I have not tried Lau's Mongolian Beef recipe but the recipe I did use was pretty much the best tasting Mongolian Beef I've ever eaten. Lau cooks very similar to an old friend I had that owned a Chinese restaurant in Arizona (uses a LOT of oil), and he gave me my first stir-fry lessons while yelling at the top of his lungs at me in Chinese! The kitchen was frightening - grease everywhere - but man he could cook! That guy made a seared salmon I brought in for us to eat once that I still never tasted anything as good! The noise that came out of the kitchen when he slid the salmon into his wok was chilling I thought for sure the place was on fire...Love the Lau stuff but not a fan of his process. Not saying it's wrong, just not for me. I realize there are many ways to approach this style of cooking. IE my stock has ginger, garlic, and green onion in it so I don't have to add to the cook. It is a milder flavor and I can see someone one wanting it bolder but I like it that way. Same with all that protein prep: rinsing, marinading, velveting and deep frying. Use a LITTLE oil and fry.
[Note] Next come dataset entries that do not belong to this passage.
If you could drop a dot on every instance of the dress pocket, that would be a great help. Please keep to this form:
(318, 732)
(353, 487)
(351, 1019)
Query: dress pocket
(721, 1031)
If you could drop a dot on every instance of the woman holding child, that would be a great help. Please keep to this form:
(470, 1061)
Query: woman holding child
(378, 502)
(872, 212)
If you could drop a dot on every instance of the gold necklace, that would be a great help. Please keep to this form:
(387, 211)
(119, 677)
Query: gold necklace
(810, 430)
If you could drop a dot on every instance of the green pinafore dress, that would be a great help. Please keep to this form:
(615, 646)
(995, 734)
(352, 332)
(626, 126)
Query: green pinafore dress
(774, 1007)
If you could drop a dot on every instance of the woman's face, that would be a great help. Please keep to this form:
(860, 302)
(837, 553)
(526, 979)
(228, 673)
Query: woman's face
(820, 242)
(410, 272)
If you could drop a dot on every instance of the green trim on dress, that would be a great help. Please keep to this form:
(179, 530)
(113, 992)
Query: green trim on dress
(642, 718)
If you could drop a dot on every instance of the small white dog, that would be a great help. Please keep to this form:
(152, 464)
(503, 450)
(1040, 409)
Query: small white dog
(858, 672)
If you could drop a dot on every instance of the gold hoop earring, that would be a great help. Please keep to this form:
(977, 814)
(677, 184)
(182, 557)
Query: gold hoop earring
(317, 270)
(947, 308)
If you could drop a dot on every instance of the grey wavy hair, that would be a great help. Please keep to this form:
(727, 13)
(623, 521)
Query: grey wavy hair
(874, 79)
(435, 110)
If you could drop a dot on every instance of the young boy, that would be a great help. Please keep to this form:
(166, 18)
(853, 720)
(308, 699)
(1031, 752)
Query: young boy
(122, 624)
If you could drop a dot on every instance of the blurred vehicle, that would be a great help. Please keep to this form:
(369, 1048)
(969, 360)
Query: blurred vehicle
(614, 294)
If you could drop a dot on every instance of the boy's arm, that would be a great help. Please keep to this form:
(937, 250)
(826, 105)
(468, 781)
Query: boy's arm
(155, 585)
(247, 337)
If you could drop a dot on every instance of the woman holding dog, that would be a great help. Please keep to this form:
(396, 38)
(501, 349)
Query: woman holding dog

Ideally, this leaves little if any oil to dispose of. In fact, I have a few books that advocate DRY stir frying beef. Gives more mailliard. Plan to fool with that later. That being said, if you are into it by all means do it. Just know if you omit it you will need to add corn starch to thicken the sauce.
I bet 15k works as the wok is pretty thin. My burner is 40k BTU and do not have it up halfway.
My immediate goal is getting the new wok heat treated and seasoned and then I can start fine-tuning recipes - but I am not changing anything about the Mongolian Beef recipe I used and linked - and yes, I ate the chiles de arbol too!